KDTree is generally seen as the baseline spatial indexing tree. Our other trees scale better with dimensionality or provide better results depending on the nature of the dataset used, see `docs/spatial.md` & `docs/agg_tree.md` for more detailed information.

## Models
IronForest also includes a variety of models. Many of these leverage our spatial trees or other parts of our exsiting infrastructure but they aren't our core focus.

- Decision Trees
- Random Forest
- Isolation Forest
- Linear Regression
- Local Regression
- KNN Regression & Classification

## Supporting Modules

These modules are not the primary focus of the library but we still expose them through our python bindings. Numpy and SciPy should be preffered if a wider array of linear algebra and statistical methods are needed, all our functions support `ArrayLike` inputs, which can be numpy NdArrays, python lists or our own internal Array object.

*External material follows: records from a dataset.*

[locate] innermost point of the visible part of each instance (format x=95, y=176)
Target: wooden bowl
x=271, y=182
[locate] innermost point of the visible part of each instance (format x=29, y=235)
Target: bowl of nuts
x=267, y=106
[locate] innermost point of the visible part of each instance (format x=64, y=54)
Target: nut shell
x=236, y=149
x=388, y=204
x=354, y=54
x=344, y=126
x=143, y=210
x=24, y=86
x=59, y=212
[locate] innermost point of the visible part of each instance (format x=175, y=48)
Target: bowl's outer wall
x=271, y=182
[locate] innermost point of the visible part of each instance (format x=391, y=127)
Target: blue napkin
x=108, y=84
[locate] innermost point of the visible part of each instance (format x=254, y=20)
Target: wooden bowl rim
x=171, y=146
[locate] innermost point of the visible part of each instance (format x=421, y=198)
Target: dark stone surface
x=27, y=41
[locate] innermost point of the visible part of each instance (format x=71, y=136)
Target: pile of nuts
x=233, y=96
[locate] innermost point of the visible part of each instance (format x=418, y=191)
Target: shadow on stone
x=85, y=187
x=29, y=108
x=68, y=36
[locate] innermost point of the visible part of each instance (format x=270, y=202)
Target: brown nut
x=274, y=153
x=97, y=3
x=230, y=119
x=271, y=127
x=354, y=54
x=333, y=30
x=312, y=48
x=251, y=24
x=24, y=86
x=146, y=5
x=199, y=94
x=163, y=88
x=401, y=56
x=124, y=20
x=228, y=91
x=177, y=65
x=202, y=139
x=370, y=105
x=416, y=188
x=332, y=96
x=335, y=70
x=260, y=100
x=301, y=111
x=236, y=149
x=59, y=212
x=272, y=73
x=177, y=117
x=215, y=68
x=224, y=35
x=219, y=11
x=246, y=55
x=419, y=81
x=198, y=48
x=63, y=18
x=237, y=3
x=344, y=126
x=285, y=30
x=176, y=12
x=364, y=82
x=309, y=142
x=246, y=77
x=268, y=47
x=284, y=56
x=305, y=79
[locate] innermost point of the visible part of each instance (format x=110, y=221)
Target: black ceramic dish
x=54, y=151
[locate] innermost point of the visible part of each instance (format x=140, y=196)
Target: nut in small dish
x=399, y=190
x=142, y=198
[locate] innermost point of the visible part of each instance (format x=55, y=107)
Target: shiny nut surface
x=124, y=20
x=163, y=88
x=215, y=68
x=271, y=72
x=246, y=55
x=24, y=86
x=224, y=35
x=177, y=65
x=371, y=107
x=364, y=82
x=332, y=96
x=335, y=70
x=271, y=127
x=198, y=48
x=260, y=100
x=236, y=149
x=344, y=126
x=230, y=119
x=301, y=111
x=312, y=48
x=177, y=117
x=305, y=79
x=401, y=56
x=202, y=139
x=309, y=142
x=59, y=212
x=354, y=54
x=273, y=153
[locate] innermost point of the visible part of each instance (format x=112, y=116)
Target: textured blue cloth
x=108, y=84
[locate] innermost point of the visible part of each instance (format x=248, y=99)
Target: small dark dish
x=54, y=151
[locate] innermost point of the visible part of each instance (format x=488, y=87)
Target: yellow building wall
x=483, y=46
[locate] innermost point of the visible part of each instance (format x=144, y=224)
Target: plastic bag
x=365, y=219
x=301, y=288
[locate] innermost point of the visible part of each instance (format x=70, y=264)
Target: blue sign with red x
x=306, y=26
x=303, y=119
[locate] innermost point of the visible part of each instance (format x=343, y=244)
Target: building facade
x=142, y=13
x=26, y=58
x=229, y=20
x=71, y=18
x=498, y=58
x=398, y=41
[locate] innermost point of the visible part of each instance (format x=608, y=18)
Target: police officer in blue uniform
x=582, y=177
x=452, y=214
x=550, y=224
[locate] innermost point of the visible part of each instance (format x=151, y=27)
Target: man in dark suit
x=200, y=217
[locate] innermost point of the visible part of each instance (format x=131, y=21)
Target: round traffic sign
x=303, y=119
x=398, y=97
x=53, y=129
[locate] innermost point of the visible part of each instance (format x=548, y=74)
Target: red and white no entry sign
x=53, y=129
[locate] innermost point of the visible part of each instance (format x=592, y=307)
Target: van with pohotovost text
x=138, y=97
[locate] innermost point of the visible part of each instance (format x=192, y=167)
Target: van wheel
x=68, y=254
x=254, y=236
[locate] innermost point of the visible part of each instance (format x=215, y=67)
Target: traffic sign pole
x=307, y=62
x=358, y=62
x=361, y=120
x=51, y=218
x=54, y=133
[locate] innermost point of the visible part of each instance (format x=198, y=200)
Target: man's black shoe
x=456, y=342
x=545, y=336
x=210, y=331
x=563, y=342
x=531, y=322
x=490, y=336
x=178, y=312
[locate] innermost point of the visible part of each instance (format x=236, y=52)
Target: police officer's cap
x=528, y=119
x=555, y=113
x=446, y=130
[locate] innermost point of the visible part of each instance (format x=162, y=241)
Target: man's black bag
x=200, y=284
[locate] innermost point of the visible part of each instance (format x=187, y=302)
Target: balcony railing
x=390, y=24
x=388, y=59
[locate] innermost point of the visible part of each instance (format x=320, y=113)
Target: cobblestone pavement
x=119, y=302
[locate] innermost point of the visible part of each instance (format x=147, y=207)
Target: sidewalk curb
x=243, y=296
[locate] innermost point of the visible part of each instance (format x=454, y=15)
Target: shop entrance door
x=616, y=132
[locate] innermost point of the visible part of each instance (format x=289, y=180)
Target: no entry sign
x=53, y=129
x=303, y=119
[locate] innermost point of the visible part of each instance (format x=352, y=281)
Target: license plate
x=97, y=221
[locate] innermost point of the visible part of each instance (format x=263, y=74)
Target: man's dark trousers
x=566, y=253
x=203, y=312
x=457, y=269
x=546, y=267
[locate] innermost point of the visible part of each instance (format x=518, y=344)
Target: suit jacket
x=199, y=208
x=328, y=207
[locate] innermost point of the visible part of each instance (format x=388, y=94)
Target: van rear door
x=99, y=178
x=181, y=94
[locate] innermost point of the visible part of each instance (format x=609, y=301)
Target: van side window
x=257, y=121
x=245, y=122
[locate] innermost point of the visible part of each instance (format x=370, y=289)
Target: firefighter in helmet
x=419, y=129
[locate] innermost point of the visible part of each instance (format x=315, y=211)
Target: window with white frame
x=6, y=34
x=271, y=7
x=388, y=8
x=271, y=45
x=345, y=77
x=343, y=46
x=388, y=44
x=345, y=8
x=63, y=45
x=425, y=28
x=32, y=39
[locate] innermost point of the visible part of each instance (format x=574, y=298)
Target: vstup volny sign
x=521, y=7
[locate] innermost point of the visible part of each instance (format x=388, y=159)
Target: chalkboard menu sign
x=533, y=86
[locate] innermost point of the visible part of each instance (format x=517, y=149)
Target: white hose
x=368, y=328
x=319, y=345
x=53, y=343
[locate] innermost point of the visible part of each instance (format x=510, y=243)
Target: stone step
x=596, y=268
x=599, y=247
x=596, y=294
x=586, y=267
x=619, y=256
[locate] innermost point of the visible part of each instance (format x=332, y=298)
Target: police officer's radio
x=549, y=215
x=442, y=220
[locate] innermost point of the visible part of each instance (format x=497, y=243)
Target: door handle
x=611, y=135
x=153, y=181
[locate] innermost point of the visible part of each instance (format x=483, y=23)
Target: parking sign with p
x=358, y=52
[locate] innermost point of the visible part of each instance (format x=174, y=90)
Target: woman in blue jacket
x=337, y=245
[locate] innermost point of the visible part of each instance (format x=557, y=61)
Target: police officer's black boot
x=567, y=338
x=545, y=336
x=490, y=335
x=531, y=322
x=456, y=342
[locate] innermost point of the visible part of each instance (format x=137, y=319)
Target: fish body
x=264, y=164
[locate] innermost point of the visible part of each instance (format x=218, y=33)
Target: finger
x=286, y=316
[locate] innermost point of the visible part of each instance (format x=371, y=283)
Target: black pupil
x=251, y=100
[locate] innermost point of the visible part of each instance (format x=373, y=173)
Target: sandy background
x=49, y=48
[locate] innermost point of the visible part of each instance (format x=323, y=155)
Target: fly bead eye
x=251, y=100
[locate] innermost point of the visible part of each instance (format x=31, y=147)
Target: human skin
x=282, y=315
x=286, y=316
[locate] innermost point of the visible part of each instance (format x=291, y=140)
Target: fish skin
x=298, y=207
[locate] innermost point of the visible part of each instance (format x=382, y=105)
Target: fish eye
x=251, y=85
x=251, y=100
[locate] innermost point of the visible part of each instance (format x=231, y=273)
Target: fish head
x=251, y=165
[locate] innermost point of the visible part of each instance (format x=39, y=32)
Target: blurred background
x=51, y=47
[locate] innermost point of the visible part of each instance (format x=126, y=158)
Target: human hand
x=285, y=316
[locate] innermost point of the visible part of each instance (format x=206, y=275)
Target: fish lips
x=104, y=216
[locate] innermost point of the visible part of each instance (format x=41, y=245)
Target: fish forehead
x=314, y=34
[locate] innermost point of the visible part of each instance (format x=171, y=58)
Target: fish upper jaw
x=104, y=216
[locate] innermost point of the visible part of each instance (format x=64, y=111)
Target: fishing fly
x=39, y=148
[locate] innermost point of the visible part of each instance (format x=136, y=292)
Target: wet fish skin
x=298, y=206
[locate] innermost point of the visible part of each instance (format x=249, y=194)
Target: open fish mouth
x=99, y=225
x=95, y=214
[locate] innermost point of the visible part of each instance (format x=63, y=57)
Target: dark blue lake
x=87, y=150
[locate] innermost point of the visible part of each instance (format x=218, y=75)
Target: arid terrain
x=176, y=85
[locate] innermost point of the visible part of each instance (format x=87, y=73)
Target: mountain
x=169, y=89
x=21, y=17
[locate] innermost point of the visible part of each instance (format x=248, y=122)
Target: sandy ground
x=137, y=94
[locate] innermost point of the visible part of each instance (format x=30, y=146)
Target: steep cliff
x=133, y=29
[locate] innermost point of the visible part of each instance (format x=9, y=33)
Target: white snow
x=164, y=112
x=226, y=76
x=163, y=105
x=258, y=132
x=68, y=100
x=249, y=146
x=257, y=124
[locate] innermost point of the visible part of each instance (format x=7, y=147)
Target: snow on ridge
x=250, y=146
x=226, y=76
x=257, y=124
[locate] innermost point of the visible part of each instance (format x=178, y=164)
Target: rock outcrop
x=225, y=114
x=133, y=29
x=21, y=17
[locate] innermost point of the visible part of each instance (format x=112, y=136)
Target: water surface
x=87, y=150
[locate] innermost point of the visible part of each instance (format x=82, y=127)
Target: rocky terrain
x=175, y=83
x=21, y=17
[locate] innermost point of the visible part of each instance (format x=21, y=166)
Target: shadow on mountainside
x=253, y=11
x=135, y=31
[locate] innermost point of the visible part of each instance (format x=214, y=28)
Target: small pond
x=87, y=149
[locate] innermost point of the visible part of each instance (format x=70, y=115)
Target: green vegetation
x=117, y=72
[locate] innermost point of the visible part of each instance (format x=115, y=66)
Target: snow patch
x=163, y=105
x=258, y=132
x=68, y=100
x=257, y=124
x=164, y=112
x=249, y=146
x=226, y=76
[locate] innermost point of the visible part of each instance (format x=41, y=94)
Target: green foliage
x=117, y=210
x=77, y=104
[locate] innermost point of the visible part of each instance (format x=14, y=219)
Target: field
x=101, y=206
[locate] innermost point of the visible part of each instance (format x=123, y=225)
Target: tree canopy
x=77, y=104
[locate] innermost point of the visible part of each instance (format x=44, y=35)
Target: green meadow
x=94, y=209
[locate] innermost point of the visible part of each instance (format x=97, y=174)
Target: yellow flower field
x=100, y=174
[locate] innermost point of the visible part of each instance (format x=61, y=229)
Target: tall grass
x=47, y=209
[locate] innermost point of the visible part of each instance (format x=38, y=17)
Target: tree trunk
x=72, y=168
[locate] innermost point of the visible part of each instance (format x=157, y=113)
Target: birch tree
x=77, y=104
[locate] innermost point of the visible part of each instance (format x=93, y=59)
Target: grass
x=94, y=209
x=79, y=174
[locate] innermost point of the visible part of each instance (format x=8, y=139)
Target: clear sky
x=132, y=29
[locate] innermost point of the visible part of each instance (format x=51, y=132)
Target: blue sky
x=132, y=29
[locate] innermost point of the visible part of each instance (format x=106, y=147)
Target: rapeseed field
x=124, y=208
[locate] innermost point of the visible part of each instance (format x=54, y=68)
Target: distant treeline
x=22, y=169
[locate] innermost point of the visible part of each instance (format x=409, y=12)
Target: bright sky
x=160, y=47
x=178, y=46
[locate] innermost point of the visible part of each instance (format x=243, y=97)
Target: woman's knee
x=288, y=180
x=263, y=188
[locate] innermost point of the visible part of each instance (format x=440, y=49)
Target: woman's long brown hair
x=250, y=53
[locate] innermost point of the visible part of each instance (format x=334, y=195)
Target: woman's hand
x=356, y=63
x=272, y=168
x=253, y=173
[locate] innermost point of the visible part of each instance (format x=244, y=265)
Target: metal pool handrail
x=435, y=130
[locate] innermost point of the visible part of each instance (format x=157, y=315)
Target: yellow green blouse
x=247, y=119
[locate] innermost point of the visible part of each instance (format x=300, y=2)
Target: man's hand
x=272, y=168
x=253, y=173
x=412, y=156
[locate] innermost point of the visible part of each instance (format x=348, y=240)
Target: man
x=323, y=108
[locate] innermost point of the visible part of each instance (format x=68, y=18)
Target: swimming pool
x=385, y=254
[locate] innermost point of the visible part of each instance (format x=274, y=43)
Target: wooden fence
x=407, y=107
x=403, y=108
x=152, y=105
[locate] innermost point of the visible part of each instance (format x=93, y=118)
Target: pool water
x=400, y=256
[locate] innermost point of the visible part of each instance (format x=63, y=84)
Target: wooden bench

Our arrays can also be converted to alternative  formats via to_numpy() & tolist() for display and use alongside other libraries. We also support the numpy array protocol.

### Array
- An N-dimensional array object with broadcasting
- Matrix operations & constructors
- Zero copy interop with contigious numpy arrays via `to_numpy()` & `from_numpy()`

### NdUtils
- Array constructors
- numpy conversions
- Column stack (additional stack methods planned)
- Linspace

### Random
`Generator` object that can sample from uniform, normal, lognormal, gamma and beta distributions.

### Linalg
- Standard matrix methods and constructors.
- cholesky and eigen and qr decomposition.
- Least Squares & Weighted Least Squares solver.

### Stats
- Basic statistical methods for `Array` objects, mean, median, var std, and quantile.
- Pearson and Spearman correlation.

## Rationale

This project very much started out as a learning project, which is primarily why we dip into many niches that are already covered within the python ecosystem. Going forward however the focus is on our spatial & models modules. IronForest will never be a fully fledged alternative to the likes of scikit-learn, nor will it ever be competitve with some of the state of the art aNN libraries for high speed aNN queries on large datasets. 

What we will provide is an easy to use API alongside high performance while maintaing zero dependencies. Currently our spatial module is in a fairly good spot, but our models can and will be improved in this regard. Any bugs reports would be much appreciated and I'm open to feature requests that align with the above stated goals.